Other key challenges include:

  • AI systems are multi-faceted: AI systems are inherently diverse, with applications varying significantly across industries. There are many generative AI models and learning models, each with unique architectures and purposes, such as generative models for text, images, and sounds. Historically, early generative models like the markov chain and markov chains played a foundational role in probabilistic text generation, laying the groundwork for more advanced approaches. The importance of natural language processing is evident in enabling these generative AI models to process and generate human language effectively. This diversity, especially among generative models, complicates explainability, as different types of models present unique challenges in understanding and interpreting their outputs. Hence, a ‘one size fits all’ approach to regulating AI risks being overly stringent in some contexts while insufficient in others, highlighting the need for tailored regulatory frameworks that consider industry-specific requirements and challenges.
  • Trade-off between accuracy and interpretability: AI systems, like deep neural networks and Large Language Models (LLMs), are inherently complex. Achieving higher accuracy and pursuing higher quality outputs often means increased model complexity, which in turn makes these systems more difficult to explain. Even when explanations are available, simplifying them for non-technical stakeholders remains a significant challenge, as it can risk losing critical nuances of the underlying decision-making process. Modern generative AI, including the generative pretrained transformer architecture, serves as a foundational model for many advanced applications, further increasing the complexity of explainability.
  • Navigating Proprietary Algorithms: Many AI systems are built on proprietary algorithms, creating tensions between the need for transparency and the protection of intellectual property rights.
  • Cultural Considerations: Global AI regulations must respect the diverse legal frameworks, societal values, and cultural norms across countries. As AI capabilities develop unevenly worldwide, there are challenges in policy and governance, with advancements and regulatory efforts often concentrated in more developed regions, potentially creating disparities in global AI standards and practices.

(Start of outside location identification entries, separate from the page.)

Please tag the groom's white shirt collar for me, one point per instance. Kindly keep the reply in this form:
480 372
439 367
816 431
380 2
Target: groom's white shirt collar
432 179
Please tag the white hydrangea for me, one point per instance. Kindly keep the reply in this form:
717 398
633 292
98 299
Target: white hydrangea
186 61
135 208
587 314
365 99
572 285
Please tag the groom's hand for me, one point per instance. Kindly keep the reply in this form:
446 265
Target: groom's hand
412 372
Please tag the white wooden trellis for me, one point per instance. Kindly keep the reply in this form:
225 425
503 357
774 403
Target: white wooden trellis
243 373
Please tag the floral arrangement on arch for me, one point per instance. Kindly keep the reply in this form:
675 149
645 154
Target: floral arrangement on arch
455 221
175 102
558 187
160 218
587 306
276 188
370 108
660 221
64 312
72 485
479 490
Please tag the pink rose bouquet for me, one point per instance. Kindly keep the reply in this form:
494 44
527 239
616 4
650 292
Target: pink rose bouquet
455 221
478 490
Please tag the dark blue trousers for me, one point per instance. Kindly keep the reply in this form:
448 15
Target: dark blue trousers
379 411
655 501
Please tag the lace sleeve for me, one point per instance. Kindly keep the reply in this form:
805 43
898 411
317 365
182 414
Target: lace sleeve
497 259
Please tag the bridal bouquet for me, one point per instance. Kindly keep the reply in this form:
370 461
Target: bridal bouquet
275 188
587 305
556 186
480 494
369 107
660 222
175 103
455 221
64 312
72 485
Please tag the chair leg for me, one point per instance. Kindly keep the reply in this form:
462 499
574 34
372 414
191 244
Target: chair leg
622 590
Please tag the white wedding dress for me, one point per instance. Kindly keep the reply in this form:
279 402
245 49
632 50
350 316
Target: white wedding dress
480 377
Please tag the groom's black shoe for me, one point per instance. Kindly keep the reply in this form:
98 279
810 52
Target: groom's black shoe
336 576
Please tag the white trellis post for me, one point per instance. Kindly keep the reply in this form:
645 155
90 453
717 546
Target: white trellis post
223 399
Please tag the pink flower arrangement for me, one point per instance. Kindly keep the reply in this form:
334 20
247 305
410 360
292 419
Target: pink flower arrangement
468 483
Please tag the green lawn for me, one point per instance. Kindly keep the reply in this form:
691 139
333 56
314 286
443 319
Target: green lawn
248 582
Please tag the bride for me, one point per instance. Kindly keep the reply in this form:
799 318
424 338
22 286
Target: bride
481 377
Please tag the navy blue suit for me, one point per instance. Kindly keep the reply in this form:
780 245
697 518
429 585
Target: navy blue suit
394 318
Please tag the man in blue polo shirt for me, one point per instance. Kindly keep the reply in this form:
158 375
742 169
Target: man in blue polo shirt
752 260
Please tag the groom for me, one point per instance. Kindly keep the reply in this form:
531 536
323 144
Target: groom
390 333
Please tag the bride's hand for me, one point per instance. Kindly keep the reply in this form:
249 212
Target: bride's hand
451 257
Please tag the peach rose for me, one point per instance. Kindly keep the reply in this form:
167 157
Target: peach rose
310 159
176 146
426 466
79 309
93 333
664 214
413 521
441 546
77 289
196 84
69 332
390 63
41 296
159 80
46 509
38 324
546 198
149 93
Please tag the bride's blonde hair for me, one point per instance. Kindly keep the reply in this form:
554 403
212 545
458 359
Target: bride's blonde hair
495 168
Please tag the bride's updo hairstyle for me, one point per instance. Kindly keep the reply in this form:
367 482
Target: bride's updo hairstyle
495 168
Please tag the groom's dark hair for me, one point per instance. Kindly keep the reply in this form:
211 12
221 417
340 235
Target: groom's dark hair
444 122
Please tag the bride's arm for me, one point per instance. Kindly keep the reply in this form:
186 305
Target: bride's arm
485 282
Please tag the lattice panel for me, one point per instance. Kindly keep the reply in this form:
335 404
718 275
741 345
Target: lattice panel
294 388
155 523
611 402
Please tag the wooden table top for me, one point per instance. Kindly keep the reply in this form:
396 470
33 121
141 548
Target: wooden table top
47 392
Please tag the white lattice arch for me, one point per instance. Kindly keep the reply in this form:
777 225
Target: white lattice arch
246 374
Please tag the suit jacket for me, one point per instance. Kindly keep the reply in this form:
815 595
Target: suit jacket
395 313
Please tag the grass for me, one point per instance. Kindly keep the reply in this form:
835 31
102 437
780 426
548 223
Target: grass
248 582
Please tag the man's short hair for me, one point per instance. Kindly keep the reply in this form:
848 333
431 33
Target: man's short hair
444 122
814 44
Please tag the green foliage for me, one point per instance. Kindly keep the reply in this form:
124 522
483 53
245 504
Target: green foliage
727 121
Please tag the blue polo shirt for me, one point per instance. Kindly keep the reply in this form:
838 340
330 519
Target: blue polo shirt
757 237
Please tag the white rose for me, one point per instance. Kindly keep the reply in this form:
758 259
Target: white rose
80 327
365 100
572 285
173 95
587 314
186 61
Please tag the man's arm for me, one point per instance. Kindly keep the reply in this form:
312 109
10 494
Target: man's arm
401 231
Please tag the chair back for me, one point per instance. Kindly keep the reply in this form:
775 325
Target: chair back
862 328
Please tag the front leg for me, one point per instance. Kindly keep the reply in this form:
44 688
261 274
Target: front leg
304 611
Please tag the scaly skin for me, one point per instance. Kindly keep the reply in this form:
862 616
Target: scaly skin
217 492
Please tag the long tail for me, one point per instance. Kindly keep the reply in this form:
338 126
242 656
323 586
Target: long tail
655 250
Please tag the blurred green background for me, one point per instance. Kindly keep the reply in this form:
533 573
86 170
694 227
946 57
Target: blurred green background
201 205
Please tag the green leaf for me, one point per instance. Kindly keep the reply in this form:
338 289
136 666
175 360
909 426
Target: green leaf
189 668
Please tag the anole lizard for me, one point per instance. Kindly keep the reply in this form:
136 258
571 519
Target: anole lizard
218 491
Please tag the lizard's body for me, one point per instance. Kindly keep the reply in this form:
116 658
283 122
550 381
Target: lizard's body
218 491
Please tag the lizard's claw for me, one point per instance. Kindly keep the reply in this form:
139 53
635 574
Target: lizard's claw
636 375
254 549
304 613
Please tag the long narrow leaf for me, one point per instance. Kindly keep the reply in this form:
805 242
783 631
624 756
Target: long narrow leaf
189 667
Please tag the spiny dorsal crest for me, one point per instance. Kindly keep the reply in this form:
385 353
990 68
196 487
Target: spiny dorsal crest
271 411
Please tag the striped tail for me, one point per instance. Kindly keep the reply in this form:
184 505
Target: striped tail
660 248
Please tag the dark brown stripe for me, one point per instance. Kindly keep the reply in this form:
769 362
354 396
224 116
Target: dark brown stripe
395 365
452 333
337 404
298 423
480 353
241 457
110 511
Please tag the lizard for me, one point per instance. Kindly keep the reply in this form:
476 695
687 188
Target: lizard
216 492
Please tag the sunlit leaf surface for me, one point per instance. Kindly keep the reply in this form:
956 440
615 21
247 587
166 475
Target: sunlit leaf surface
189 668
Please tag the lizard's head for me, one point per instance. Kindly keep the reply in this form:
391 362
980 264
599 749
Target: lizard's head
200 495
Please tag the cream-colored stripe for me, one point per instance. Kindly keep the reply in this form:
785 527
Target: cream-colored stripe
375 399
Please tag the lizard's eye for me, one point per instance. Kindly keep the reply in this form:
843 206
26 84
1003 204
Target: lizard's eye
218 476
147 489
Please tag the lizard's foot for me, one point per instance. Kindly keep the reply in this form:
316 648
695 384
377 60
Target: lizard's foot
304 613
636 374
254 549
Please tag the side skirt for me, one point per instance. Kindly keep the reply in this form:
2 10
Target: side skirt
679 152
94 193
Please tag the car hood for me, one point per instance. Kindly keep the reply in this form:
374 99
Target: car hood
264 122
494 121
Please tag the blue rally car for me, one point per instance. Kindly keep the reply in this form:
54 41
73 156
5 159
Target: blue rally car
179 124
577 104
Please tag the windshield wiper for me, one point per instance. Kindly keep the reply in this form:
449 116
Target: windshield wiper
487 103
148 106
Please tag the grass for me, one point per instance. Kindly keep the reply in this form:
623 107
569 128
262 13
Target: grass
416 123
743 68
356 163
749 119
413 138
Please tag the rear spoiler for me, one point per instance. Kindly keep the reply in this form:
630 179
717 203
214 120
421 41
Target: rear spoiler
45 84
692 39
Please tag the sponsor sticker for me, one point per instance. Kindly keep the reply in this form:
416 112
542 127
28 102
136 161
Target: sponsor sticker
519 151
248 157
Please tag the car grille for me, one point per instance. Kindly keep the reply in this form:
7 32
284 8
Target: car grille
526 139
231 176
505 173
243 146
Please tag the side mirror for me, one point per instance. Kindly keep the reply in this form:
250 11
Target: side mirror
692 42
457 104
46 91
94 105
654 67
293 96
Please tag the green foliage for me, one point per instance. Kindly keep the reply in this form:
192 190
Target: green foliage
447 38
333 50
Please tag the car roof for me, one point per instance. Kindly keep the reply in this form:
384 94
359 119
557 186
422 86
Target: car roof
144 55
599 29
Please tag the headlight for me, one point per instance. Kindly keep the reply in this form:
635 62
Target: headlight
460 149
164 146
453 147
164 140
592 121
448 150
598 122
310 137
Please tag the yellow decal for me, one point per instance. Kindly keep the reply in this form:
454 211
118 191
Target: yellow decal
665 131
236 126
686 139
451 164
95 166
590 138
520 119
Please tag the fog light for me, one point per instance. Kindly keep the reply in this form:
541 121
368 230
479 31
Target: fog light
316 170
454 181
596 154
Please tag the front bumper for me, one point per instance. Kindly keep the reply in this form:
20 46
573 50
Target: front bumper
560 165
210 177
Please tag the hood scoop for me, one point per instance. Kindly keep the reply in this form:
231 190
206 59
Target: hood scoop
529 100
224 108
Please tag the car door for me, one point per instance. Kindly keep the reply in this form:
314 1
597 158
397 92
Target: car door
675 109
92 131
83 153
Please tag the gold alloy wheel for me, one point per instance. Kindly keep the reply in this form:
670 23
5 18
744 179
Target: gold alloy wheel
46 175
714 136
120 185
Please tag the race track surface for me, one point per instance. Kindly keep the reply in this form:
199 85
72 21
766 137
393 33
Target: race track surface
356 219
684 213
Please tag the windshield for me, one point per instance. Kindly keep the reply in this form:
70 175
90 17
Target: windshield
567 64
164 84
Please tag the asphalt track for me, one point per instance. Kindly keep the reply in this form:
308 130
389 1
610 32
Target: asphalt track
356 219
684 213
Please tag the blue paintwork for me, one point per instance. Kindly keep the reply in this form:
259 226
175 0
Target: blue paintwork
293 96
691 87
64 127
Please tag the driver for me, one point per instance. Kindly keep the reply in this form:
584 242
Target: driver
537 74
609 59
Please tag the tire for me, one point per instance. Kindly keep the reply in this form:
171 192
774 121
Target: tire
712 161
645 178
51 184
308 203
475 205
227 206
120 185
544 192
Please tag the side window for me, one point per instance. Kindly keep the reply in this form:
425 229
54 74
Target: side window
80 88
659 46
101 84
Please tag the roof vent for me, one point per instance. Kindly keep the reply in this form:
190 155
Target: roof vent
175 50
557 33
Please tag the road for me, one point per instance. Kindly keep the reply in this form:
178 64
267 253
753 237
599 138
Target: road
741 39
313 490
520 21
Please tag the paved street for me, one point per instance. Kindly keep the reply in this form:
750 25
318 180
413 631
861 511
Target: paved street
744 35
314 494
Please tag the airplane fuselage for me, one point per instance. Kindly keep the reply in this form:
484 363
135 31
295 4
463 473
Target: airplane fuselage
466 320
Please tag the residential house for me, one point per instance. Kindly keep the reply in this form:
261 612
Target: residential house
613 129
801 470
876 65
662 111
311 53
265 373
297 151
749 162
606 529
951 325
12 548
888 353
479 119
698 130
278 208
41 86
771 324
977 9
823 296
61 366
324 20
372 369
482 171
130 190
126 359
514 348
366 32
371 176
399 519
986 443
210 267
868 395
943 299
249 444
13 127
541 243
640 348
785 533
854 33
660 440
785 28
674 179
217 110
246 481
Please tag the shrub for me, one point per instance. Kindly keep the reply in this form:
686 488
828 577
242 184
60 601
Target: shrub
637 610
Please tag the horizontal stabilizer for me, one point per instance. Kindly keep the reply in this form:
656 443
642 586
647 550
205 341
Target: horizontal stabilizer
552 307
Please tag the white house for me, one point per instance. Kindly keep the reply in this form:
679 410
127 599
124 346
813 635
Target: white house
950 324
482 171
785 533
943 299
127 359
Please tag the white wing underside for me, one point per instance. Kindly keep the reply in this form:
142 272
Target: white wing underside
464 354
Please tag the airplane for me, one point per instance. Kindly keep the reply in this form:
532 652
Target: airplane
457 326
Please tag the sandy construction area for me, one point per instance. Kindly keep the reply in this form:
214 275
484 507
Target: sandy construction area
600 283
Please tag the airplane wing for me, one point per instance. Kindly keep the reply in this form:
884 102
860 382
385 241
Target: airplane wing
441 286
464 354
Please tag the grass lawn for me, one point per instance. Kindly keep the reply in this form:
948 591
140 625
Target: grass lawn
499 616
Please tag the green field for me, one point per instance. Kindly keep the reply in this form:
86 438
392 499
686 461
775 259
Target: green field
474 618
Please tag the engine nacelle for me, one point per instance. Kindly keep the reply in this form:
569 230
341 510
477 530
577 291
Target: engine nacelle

Conclusion: Implications for Large Language Models

The need for robust regulations has never been more urgent. As AI technologies continue to shape industries and societies, it is imperative for global regulatory frameworks to evolve alongside them. Countries like India, the EU, Australia, and the US are taking crucial steps toward integrating explainability into their AI regulations, focusing on transparency, fairness, and accountability.

While there are considerable challenges in establishing effective AI regulations, these trends highlight the ever growing need for explainable AI (XAI), to ensure that AI predictions are not only accurate, but also understandable and justifiable to both technical and non-technical stakeholders. As regulations continue to catch up with the rapid advancements in AI, it is up to the organizations to ensure that transparency and accountability are prioritized in their AI deployments. This will not only ensure regulatory compliance, but also build trust with users, mitigate risks, and ultimately drive the ethical deployment of AI technologies.